You know how there are no jobs in history this year? Well, unfortunately for me, my friends who are Associate Professors are finding jobs and leaving Colorado! I’m happy for them and all of the new challenges and opportunities that they’ll face in their new jobs and new lives, but really: where is their consideration? Clearly, they haven’t been thinking about me at all! Seriously: I’m looking at three friends moving out of state this summer, and a fourth friend who teaches here is shopping for apartments three states away! (This is why I’m posting a photo of the sad monkey today. The sad monkey is me!)

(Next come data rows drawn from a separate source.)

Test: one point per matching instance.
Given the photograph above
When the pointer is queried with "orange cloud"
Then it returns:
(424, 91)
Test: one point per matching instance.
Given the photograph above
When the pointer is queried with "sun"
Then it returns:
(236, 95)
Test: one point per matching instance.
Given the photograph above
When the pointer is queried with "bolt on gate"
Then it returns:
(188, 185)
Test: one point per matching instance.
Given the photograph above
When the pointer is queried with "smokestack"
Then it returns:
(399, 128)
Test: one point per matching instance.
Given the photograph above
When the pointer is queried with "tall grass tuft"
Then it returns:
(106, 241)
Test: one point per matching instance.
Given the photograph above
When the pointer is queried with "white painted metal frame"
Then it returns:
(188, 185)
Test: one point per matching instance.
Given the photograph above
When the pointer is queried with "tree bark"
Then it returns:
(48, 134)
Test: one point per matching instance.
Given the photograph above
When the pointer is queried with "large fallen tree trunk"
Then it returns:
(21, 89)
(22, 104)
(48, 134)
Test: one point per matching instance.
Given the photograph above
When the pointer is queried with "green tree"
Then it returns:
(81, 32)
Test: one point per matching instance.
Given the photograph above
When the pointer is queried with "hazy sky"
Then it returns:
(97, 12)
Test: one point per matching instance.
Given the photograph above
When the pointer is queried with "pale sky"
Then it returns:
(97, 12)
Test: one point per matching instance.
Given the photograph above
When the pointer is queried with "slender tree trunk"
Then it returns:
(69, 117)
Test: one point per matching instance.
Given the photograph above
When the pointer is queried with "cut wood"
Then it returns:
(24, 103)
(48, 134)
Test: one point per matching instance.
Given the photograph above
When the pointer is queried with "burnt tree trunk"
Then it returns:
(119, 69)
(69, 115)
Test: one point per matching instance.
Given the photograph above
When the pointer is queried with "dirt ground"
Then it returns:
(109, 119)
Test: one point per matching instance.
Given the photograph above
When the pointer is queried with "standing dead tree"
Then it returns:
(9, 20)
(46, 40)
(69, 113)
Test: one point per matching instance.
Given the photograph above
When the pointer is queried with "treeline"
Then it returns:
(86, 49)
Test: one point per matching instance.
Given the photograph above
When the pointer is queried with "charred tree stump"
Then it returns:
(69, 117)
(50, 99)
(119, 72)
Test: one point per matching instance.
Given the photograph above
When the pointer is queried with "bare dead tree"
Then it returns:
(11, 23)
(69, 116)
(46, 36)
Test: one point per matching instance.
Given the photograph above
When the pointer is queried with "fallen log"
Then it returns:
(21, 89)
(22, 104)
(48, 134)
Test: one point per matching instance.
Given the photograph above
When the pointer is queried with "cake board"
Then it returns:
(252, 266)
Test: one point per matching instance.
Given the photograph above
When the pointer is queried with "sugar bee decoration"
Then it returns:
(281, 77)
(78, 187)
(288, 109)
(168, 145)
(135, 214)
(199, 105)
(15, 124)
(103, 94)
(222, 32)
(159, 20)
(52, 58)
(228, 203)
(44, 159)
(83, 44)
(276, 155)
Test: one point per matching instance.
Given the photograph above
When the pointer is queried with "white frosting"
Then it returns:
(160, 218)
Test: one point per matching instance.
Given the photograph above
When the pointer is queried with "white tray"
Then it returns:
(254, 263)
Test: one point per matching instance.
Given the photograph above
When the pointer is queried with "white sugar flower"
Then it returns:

I’ve written here before about how the academic life’s peripatetic nature means always leaving friends behind. Well, I’m now officially the friend who is being left behind! I guess that’s a lesson to remember: things change even when you stay in place. I love having so many readers and commenters here–but it’s not like I can have a cup of coffee with you whenever I want to and get your advice about my research, or you could ask for my help with yours, or like I could walk your dogs for you, or stay up late with you over a bottle of wine.
There is a point to this post, aside from indulging my self-pity: I’ve noticed a lot more movement at the Associate level in history hires in the past five or ten years than I was led to believe existed 15 or 20 years ago. I’ve been invited to apply for some jobs at the Associate level, too. When I was in graduate school and making my first forays onto the job market, the conventional wisdom was that all of the movement was at the Assistant Professor level, and that if you were tenured somewhere you were pretty much stuck there unless and until you turned into a “star” who was recruited somewhere else at the full Professor rank. Are any of you seeing the same thing? What about other disciplines? What’s up with this?